With improved farming and marketing practices, it seems the sky will be the limit for Australia's $200 million a year peanut industry.
The potential to double the size of Australia's peanut industry and to build upon the success of peanut butter in the 'Buy Australian' campaign was the clear message delivered to growers and farm advisers at the Peanut Industry Update 2000, held at Kingaroy recently.
Participants heard that although top growers are obtaining high yields with returns rivalling cotton, many growers are settling for much less.

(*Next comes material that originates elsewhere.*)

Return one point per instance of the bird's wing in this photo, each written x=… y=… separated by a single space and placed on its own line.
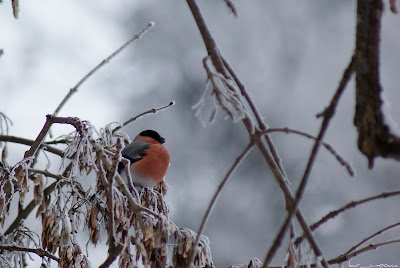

A current research project aims to close the gap between current and potential yields, and is reported elsewhere on this page.
The Queensland Department of Primary Industries organised the Peanut Industry Update with the support of growers and the Federal Government through the GRDG. The Update is one of the annual series of GRDC-initiated Research Updates organised to help keep growers and farm advisers up to date with technological advances flowing from grains research.
Businessman, adventurer and entrepreneur Dick Smith, whose 'Buy Australian' campaign has done wonders for the national profile of peanut butter, encouraged growers to keep communicating that they grow the best peanuts in the world.
In the face of a domestic food manufacture and processing industry heavily dominated by foreign
ownership, Dick Smith reported that the Australian-owned peanut butter marketed under his name has now gained 20 per cent of the market through just one crunchy and one smooth line.
"We've had total sales of $35 million in nine months and $10.8 million of that came from our peanut butter, which tastes good, is competitively priced, and has the positive asset of being nationally recognised as coming from Australian farms."
A further plus for the peanut industry is that Kraft, which has a 60 per cent share of the Australia's market, uses Australian peanuts in its peanut butter.
Readers might like to contemplate Dick Smith's figures on foreign ownership percentage of favourite Australian food products.
Peanut butter manufacture is still 80 per cent foreign-owned. This now compares favourably to other products including jam (82 per cent), tomato sauce (84 per cent), gravy mix (87 per cent), processed cheese (88 per cent), biscuits (91 per cent), jelly including Aeroplane Jelly (93 per cent), yeast extract including Vegemite (98 per cent), and baby food (100 per cent).